Glycosaminoglycans (GAGs) production. (A) Safranin-O/Fast-Green/Hematoxylin stained section from pellets of GFP+ or GFP− cells passaged once (Left), twice (Center), or three times (Right) after sorting. (Scale bar: 100 µm.) (B and C) Total GAGs per pellet (B) andGAGs per DNA by DMB assay (C), asterisk indicates P < 0.05 to GFP− of same passage and pound indicates P < 0.05 to passage 1 of own cell type, n ≥ 4 per group, mean ± SEM.

Fig. 4.

Collagen production. (A) Immunohistochemistry for type II, type VI, type X, and type I collagen (as labeled). (Scale bar: 100 µm.) (B) Quantification of type II (Left) or type I collagen (Right) by ELISA, presented as total content or normalized to DNA content.

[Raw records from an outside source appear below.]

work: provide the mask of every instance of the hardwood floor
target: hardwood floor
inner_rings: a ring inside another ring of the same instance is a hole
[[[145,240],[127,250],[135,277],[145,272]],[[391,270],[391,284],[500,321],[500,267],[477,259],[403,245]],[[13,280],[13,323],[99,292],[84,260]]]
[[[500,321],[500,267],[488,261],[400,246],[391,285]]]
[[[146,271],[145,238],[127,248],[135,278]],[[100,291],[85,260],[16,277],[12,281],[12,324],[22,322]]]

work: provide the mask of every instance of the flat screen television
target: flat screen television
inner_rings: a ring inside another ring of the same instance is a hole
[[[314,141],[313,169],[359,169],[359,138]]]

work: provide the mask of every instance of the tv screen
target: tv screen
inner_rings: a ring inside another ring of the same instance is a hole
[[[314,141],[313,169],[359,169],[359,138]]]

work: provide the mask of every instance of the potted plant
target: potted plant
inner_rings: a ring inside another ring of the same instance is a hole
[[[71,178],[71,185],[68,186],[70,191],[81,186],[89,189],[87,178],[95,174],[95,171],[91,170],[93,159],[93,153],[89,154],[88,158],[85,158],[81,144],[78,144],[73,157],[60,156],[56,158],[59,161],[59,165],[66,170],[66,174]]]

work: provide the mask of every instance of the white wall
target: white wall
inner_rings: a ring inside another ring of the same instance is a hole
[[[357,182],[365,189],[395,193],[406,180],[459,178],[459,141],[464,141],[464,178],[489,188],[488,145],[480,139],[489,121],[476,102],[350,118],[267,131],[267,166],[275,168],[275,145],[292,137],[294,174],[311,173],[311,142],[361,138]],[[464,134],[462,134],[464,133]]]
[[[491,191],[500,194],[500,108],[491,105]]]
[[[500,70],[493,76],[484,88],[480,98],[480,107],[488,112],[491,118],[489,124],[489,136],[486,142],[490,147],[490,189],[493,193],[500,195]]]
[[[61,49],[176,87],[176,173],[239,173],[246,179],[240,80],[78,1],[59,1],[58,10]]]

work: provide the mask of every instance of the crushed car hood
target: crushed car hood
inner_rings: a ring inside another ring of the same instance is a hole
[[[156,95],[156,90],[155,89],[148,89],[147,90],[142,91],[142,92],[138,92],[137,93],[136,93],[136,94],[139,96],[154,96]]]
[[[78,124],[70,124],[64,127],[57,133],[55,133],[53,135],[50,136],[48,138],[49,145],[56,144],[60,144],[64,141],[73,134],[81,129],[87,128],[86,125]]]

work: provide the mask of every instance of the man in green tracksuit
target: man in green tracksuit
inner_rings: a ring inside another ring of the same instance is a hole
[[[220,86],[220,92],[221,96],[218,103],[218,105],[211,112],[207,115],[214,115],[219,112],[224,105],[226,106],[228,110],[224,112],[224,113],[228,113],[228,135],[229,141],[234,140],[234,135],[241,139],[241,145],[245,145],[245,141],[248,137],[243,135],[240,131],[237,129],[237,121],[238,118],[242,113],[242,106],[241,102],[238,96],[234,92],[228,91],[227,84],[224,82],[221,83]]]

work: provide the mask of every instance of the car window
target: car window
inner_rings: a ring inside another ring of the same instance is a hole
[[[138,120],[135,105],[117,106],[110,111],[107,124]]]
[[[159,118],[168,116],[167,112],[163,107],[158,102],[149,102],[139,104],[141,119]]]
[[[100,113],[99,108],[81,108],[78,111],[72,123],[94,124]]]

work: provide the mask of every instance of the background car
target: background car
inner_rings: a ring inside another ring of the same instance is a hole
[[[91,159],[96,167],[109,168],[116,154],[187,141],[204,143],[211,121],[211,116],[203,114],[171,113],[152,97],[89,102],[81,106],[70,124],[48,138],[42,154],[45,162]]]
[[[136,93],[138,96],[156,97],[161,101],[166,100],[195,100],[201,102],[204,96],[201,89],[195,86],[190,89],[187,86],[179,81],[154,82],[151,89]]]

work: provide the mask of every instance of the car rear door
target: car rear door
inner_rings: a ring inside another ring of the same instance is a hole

Asterisk indicates P < 0.05 to GFP− of same passage and pound indicates P < 0.05 to passage 1 of own cell type, n ≥ 4 per group, mean ± SEM.

Fig. 5.

Mechanical characterization of pellets via AFM. (A) Bulk elastic modulus measurements of GFP+ and GFP− pellets, n ≥ 5, mean ± SEM. (B) Regional elastic modulus values from cryosections, n ≥ 4, mean ± SEM, pound symbol indicates P < 0.05 by region and asterisk indicates P < 0.05 by cell type. (C) Picrosirius red stained section of GFP+ pellet depicting regions tested: 0–40 μm (between solid lines) and 100–300 μm (between dashed lines). (Scale bars: 100 µm.) (D) Polarized light micrograph of section in C. (E) Correlation between regional elastic modulus values and percent collagen alignment within those regions for pellets from GFP+ (Left) and GFP− (Right) cells.

Fig. 6.

In vitro cartilage defect repair. (A) Cored cartilage explants filled with agarose only, GFP+ cells in agarose, GFP− cells in agarose, or replaced cartilage (as labeled). (Scale bars: 100 μm.) (B) Shear strength of repair by the maximum stress as the inner core is pushed out of the explant, n ≥ 5 per group, mean ± SEM, asterisk indicates P < 0.05 to cartilage, pound indicates P < 0.05 to agarose, and ampersand indicates P < 0.05.